Succès de plusieurs marches des fiertés, à Lyon, la « non-mixité » fait débat
En tête de la Marche des Fiertés, samedi 12 juin à Lyon, un emplacement était réservé aux « queer racisé·es ». D'autres marches ont eu lieu avec succès : 7 500 personnes à Nantes, 7 000 à Strasbourg et 5 000 à Lille dimanche.
« C’est la première fois qu’on est sur le devant de la scène » : en tête de la Marche des Fiertés, samedi 12 juin à Lyon, un emplacement est réservé aux queer racisé·es. Samuel, 23 ans, dreadlocks et mini-jupe rose, se félicite que leur lutte ignorée apparaisse enfin en pleine lumière.« Black queer lives matter ! », lance Samuel, en référence au mouvement né aux États-Unis, Black Lives Matter. « C’est aussi pour notre communauté, leur montrer qu’on est là ».
« On est à l’intersection de plusieurs discriminations et on est souvent les oubliés », abonde Diakleb, jeune homme mince de 21 ans aux cheveux crépus teints en blond.
« On est à l’intersection de plusieurs discriminations et on est souvent les oubliés »
La 25e Marche des Fiertés à Lyon — qui a réuni 12.000 personnes samedi après-midi selon la préfecture, 30 000 selon les organisateurs — a mis en place une organisation inédite, et critiquée, basée sur des cortèges « en non-mixité » : le cortège « queer racisé-e-s » en tête, qui a rassemblé une vingtaine de personnes, est suivi des personnes en situation de handicaps, des personnes lesbiennes, des personnes trans, non-binaires et intersexes.

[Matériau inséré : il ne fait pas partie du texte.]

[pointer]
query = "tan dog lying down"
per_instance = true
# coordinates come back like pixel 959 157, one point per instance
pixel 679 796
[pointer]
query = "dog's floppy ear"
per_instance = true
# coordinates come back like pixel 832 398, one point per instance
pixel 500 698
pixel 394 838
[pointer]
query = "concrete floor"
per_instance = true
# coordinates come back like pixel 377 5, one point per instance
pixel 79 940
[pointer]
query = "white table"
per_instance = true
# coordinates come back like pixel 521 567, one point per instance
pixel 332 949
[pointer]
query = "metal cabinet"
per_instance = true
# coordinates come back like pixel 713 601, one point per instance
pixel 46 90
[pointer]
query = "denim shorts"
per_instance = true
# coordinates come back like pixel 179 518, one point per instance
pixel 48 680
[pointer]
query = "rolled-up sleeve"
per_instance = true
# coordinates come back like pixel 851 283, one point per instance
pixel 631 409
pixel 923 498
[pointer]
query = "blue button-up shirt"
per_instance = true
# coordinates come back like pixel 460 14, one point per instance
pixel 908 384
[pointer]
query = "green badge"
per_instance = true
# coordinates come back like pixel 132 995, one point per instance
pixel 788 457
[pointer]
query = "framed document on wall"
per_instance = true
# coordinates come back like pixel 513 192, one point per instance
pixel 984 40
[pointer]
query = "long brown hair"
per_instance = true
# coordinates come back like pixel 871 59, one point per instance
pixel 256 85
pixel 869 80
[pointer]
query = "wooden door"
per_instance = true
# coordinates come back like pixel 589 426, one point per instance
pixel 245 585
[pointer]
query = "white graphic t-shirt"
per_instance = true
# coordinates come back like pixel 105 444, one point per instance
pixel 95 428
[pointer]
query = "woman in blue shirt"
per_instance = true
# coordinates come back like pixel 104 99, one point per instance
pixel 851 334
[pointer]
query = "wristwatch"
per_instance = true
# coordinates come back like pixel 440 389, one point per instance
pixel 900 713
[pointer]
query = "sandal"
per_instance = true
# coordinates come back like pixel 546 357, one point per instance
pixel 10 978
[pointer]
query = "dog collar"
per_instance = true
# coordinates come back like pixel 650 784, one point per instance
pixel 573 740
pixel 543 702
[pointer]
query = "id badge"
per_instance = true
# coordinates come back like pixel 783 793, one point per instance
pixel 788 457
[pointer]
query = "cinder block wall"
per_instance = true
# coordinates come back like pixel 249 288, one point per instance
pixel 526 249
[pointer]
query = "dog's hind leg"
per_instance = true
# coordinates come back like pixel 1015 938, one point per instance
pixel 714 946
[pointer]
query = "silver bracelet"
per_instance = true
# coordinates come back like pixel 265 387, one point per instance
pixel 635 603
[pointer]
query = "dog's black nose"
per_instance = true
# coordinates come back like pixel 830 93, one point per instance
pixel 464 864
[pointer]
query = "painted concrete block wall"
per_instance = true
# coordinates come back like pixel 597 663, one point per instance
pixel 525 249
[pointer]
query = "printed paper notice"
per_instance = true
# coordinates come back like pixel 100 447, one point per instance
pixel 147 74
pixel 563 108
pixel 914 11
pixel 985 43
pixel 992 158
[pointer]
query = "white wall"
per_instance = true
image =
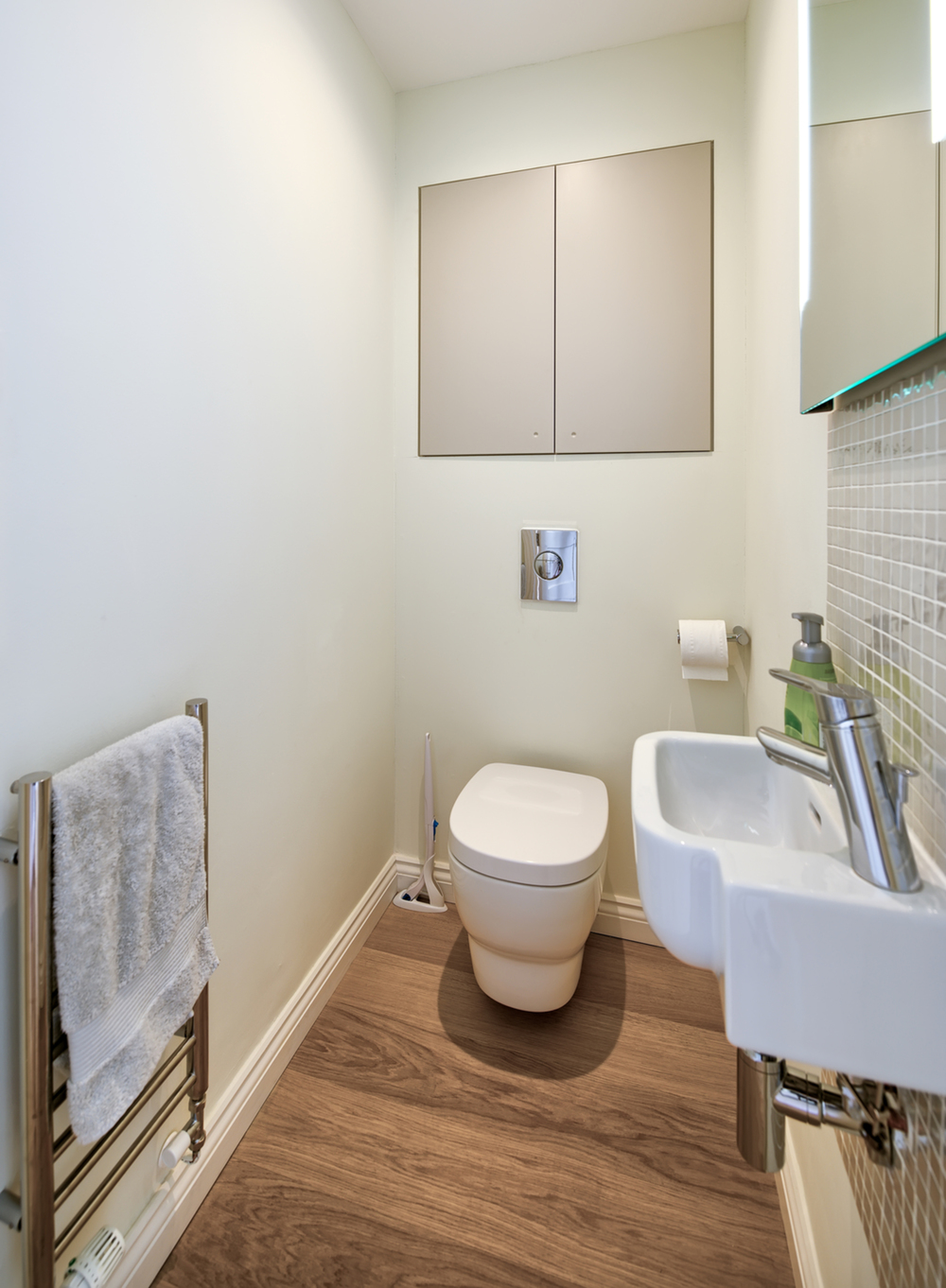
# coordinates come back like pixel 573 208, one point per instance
pixel 786 505
pixel 195 266
pixel 786 454
pixel 661 537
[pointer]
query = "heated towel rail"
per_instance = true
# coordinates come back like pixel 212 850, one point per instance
pixel 34 1210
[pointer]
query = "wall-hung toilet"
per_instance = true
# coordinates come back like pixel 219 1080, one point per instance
pixel 527 850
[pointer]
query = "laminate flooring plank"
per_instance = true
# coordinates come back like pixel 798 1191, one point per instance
pixel 408 1068
pixel 620 972
pixel 349 1248
pixel 558 1045
pixel 590 1206
pixel 423 1136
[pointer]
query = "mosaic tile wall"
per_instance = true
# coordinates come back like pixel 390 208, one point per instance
pixel 887 626
pixel 887 575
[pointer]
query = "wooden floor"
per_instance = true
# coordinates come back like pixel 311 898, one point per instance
pixel 424 1135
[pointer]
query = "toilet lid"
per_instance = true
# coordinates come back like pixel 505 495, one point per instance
pixel 534 826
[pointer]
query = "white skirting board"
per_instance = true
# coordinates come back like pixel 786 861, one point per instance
pixel 797 1221
pixel 619 916
pixel 152 1238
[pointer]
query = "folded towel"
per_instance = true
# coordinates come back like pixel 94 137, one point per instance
pixel 131 945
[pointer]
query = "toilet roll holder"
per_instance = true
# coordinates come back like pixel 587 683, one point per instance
pixel 739 634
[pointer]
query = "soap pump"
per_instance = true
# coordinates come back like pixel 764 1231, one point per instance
pixel 811 655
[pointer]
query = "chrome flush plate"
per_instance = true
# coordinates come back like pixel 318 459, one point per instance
pixel 550 565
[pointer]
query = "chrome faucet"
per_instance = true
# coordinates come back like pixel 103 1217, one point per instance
pixel 870 790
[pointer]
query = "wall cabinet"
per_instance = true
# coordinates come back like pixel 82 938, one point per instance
pixel 569 308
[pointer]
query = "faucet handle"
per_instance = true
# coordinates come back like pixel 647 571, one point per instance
pixel 835 702
pixel 901 790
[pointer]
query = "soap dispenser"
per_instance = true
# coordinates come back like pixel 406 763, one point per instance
pixel 812 657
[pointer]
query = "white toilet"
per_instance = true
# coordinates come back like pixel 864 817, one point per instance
pixel 527 850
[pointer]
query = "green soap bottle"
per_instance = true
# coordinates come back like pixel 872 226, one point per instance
pixel 811 657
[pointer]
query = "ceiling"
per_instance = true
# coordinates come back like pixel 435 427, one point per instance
pixel 422 43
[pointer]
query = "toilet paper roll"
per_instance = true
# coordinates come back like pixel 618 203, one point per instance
pixel 704 652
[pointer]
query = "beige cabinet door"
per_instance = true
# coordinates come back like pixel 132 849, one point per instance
pixel 634 303
pixel 487 315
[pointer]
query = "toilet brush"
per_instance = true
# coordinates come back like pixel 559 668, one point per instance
pixel 408 899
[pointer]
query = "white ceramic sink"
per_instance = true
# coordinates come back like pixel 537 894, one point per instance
pixel 744 871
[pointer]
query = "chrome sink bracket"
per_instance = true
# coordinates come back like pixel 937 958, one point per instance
pixel 871 791
pixel 768 1091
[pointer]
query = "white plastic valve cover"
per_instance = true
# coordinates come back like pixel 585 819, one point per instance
pixel 534 826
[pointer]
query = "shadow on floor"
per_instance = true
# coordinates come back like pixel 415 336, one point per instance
pixel 550 1045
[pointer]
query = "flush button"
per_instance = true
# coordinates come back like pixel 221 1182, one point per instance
pixel 548 565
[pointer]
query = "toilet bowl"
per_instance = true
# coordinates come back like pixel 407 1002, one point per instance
pixel 527 850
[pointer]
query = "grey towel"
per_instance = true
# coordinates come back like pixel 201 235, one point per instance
pixel 133 950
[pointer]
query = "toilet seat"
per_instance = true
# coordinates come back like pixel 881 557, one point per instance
pixel 539 827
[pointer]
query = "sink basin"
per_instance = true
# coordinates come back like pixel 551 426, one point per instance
pixel 744 871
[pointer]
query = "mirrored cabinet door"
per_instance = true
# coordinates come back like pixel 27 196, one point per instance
pixel 487 315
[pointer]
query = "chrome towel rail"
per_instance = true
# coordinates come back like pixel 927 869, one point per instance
pixel 34 1210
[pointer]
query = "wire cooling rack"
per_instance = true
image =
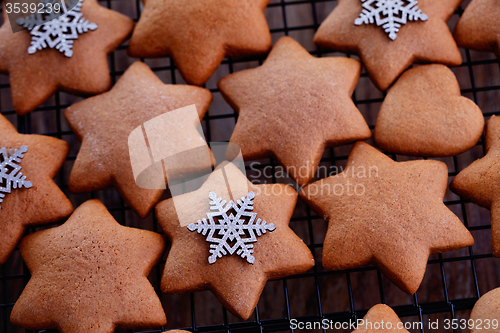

Sur le char qui transporte une quinzaine de personnes en situation de handicap, Nuage, 21 ans, a accroché une pancarte « On existe » à une roue de son fauteuil. « La non-mixité, c’est une très bonne idée pour nous donner de la visibilité et ici je me sens en sécurité donc plus à l’aise », estime la jeune « trans et handi », considérant que « ceux qui critiquent sont ceux qui en ont le moins besoin ».
Suivent, plus nombreuses, les manifestantes lesbiennes qui donnent de la voix notamment pour réclamer la « PMA pour toutes ». « PMA, on lâchera pas », scandent les jeunes femmes.
Pour fermer la marche, le cortège mixte, « ouvert à tout le monde », a regroupé l’immense majorité des manifestant·es.
En mai à Tours, la polémique sur la zone « non-mixte pour les personnes LGBT+ racisées » de la Marche des Fiertés avait contraint les organisateurs à annuler la manifestation.
Aucune « volonté d’exclusion »
« Je suis racisée et trans. Donc, quand on est concerné par plusieurs paramètres, on ne sait pas trop où se mettre et il manque plein de catégories comme les bi·es », regrette une femme trans de 21 ans, aux longs cheveux de jais, déplorant aussi que cette catégorisation ait pu « empêcher des personnes de venir ».
À ses côtés, Noé, 25 ans, casquette vissée sur la tête, dit comprendre que « certains (aient) besoin de créer ces espaces ». « Mais ce n’est pas le choix que j’aurais fait ».
Un manifestant surnommé « Kiki », chevauchant une licorne en peluche, veut « rester dans la mixité ». « On est bien dans le LGBT+. C’est la Marche des Fiertés avant tout ; ça reste dans la démarche collective », juge ce cadre dans le marketing de 33 ans.
La non-mixité s’inscrit dans « une volonté de repolitiser la manifestation et de permettre à une partie de la communauté qui peut se sentir invisibilisée de donner plus de portée à leurs problématiques mais sans volonté d’exclusion. Tout le monde est bienvenu », fait valoir à l’AFP Hugo, un porte parole du Collectif Fiertés en lutte (CFL), organisatrice de la marche. « On a beaucoup réexpliqué la non-mixité car c’est nouveau en France mais c’est un outil militant », poursuit le responsable.
Sur les réseaux sociaux, où ce choix a divisé, le CFL a expliqué que « les cortèges non-mixtes ne sont pas forcément des espaces clos dans lesquels nous forçons toutes les personnes appartenant à la minorité concernées à se rendre ». « Chacun·e est libre de choisir si iel souhaite marcher en mixité ou non », a ajouté le collectif qui demandait toutefois aux participant·es de « respecter les cortèges en non-mixité ».
Ce week-end de Marche des Fiertés a été un succès dans plusieurs villes samedi avec 7 500 personnes à Nantes, 7 000 à Strasbourg et dimanche, 5 000 à Lille.